A hip impingement is a potentially painful and stiff condition that limits the femoroacetabular (aka hip) joint. Hip impingements are due to a structural problem with one of the two parts of the joint, namely the ball (which is the round head of the femur/thigh bone) and the socket (a concave hole in the pelvis that allows the ball to glide through it). An impingement can come in two types: a cam type, which affects the ball, or a pincer type, which affects the socket. Sometimes both can be present.
Hip impingements can start off with no symptoms at all. However, as the malady progresses, the patient may experience discomfort in end ranges of the movement (i.e., bringing the knee up toward the chest or stretching the leg all the way back). If the issue is not addressed, the pain progresses until it becomes painful at rest due to excessive irritation of the joint.
In both the pincer and cam types of impingement, a deformity causes the ball and the socket to bump into each other instead of gliding, causing pain. The grinding can cause an inflammation of the joint, or even arthritis of the hip if allowed to continue for too long. The loss of range of motion will become greater as time goes on as well, as the joint develops wear and tear from the constant grinding.

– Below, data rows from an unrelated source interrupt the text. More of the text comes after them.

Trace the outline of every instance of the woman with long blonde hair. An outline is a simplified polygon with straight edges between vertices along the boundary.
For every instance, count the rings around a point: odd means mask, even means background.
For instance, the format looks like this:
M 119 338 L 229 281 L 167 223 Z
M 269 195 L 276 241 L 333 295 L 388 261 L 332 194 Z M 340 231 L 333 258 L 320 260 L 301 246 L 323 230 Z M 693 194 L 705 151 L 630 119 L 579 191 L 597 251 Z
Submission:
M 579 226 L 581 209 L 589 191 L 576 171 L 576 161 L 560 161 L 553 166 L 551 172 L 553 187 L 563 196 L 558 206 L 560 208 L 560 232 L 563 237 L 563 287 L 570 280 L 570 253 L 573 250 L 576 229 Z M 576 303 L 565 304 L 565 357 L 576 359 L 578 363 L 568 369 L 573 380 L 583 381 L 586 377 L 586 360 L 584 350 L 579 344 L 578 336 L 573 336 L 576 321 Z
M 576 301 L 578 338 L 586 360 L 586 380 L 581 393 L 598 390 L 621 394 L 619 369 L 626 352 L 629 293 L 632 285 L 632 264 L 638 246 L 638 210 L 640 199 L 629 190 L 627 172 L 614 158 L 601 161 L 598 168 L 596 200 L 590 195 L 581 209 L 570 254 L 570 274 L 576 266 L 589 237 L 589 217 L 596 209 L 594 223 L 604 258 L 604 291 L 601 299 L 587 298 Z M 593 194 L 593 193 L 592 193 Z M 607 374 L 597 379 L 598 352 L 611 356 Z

Many impingements are a result of bone structure from birth. Over time, this becomes exacerbated with activity. While exercise does NOT cause this malady, improper movement patterns and poor technique may cause the structural issues to get worse, as the bones grind up against each other in the joint.
As with many other painful joint conditions, getting your weight down is a critical step in decreasing the forces flowing through your hip. Remember, when you run or walk briskly, you are not just carrying your body weight, but a multiple of up to five times your weight, depending on how fast you are going. By decreasing your weight via a healthy diet and PAIN-FREE exercises (muscle burn is good, pain is bad), you can decrease the painful shock forces flowing through your hip.
The best way to treat a hip impingement is to strengthen the hip and core muscles surrounding the joint. Having core stability is important because you need to provide support for the pelvis, which hold the “socket” for the ball of the hip. In addition, it is important to provide stability and support for the hip joint by strengthening the gluteal muscles, especially the posterior glutes, aka the “side butt.” While it cannot correct the deformity entirely, this will help absorb the shock forces and decrease the progression of the degeneration.